1. Dataset Exploration

We started with the Sentiment140 dataset consisting of 1.6 million tweets. The target labels are:

  • 0 for negative sentiment
  • 1 for positive sentiment

2. Data Preprocessing

  • Cleaning the text: Removed unwanted noise such as URLs, mentions, and special characters.
  • Tokenization and Stemming: Converted the cleaned tweets into tokens and applied stemming using the PorterStemmer.
  • Vectorization: Used TF-IDF (Term Frequency-Inverse Document Frequency) to convert the preprocessed tweets into numerical format suitable for model training.

3. Model Training

Two machine learning models were implemented:

  • Logistic Regression: A linear model providing a strong baseline with accuracy scores of 79.65% on the training data and 78.02% on the test data.
  • Naive Bayes: Achieved 79.95% accuracy on the training data and 76.30% on the test data.

These models were trained using 80% of the data and tested on the remaining 20% to evaluate their performance.

4. Model Evaluation

  • Confusion Matrix: Plotted confusion matrices to visualize the model's predictions.

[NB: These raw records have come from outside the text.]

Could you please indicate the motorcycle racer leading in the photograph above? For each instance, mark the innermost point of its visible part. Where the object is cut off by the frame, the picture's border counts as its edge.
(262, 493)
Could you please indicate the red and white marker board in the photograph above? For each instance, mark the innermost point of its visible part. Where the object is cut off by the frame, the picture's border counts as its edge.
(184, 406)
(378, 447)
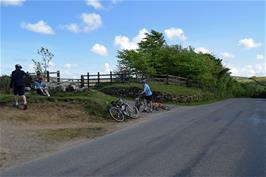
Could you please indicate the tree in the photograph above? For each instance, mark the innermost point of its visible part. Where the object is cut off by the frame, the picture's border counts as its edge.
(47, 56)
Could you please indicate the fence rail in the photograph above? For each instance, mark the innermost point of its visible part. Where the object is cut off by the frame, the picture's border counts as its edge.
(90, 80)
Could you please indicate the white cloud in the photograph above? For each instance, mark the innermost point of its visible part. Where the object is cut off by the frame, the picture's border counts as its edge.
(31, 68)
(39, 27)
(99, 50)
(202, 50)
(260, 57)
(12, 2)
(141, 35)
(73, 27)
(70, 66)
(249, 43)
(116, 1)
(258, 69)
(94, 3)
(92, 21)
(227, 55)
(107, 67)
(175, 33)
(123, 42)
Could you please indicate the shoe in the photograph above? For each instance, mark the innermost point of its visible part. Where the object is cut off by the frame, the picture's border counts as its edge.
(25, 106)
(16, 106)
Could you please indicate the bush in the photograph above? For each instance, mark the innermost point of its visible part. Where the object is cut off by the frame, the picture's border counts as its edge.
(4, 83)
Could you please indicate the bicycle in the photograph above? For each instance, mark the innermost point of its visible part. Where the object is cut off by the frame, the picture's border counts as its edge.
(120, 108)
(155, 105)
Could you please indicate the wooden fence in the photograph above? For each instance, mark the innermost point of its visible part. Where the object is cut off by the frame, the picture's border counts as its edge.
(92, 80)
(49, 76)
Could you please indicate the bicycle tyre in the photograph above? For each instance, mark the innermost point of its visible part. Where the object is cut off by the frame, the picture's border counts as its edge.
(132, 112)
(116, 114)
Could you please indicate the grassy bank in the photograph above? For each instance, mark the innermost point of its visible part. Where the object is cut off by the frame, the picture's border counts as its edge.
(162, 92)
(94, 102)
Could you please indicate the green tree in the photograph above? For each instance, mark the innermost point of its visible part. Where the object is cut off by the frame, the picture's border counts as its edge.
(43, 65)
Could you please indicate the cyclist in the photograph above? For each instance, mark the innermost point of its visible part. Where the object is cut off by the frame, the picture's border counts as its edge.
(148, 95)
(18, 85)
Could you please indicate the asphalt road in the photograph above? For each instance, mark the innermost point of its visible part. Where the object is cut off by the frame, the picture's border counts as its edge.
(222, 139)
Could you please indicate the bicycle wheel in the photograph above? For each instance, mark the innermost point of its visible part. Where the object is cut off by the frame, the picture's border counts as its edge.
(132, 112)
(116, 114)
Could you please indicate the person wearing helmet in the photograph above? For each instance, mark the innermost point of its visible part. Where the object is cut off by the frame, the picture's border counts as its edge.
(18, 85)
(148, 94)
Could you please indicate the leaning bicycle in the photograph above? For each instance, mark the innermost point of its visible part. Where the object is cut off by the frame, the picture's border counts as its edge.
(120, 108)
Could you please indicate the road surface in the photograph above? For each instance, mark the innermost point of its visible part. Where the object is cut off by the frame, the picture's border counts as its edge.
(221, 139)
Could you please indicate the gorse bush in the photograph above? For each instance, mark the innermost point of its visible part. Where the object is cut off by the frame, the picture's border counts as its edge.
(5, 83)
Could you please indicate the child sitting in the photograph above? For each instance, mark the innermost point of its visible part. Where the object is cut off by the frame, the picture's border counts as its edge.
(40, 87)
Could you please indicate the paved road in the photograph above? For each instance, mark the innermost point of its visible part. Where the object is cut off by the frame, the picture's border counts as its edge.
(222, 139)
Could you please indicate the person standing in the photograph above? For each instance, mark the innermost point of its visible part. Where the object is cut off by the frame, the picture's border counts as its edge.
(18, 85)
(148, 95)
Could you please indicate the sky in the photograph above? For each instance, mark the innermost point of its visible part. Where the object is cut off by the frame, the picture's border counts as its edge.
(85, 35)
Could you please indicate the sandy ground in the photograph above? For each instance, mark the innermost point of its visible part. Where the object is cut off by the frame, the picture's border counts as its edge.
(47, 128)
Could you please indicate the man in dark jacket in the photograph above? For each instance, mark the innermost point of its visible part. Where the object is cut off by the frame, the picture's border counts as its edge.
(18, 85)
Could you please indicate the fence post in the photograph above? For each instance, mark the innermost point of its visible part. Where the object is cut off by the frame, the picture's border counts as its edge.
(48, 76)
(111, 77)
(82, 81)
(98, 79)
(88, 77)
(58, 77)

Each cell shows the counts and corresponding percentages of correct and incorrect predictions for positive and negative tweets.
  • Classification Report: Calculated key metrics like precision, recall, and F1-score for both positive and negative sentiment classes.
  • ROC Curve: Plotted the ROC curve and computed the AUC score to evaluate the trade-off between the true positive and false positive rates.

5. Model Persistence

The trained models were saved using Python's pickle module for future use, allowing predictions on unseen data without retraining the models.

Model Comparison and Key Insights

Metric Logistic Regression Naive Bayes
Training Accuracy 79.65% 79.95%
Test Accuracy 78.02% 76.30%
Precision (Pos) 0.77 0.77
Recall (Pos) 0.80 0.75
  • Logistic Regression consistently provided better overall performance, making it a great choice for this problem. It achieved balanced precision and recall for both positive and negative tweets.
  • Naive Bayes was slightly less accurate but offers a lightweight and interpretable alternative, particularly excelling in terms of recall for negative tweets.
  • Text preprocessing plays a crucial role in improving model accuracy. Removing noise and stemming helped improve the predictions significantly.
  • TF-IDF Vectorization effectively transformed text data into meaningful numeric representations, capturing the importance of words in the dataset.

Future Enhancements

  • Explore other machine learning algorithms such as SVM or deep learning models like RNNs for improved accuracy.
  • Implement advanced NLP techniques such as word embeddings (Word2Vec, GloVe) to capture semantic meaning in tweets.
  • Create a user-friendly web app using Streamlit or Flask to deploy the sentiment analysis model for real-time predictions.

Conclusion

This project demonstrates how machine learning can be used to analyze the sentiment of tweets and how different models behave in text classification tasks. By implementing and evaluating Logistic Regression and Naive Bayes models, we were able to gain valuable insights into the effectiveness of each approach.

Future enhancements could involve using more advanced techniques such as deep learning or transformer-based models (e.g., BERT) to further boost classification accuracy.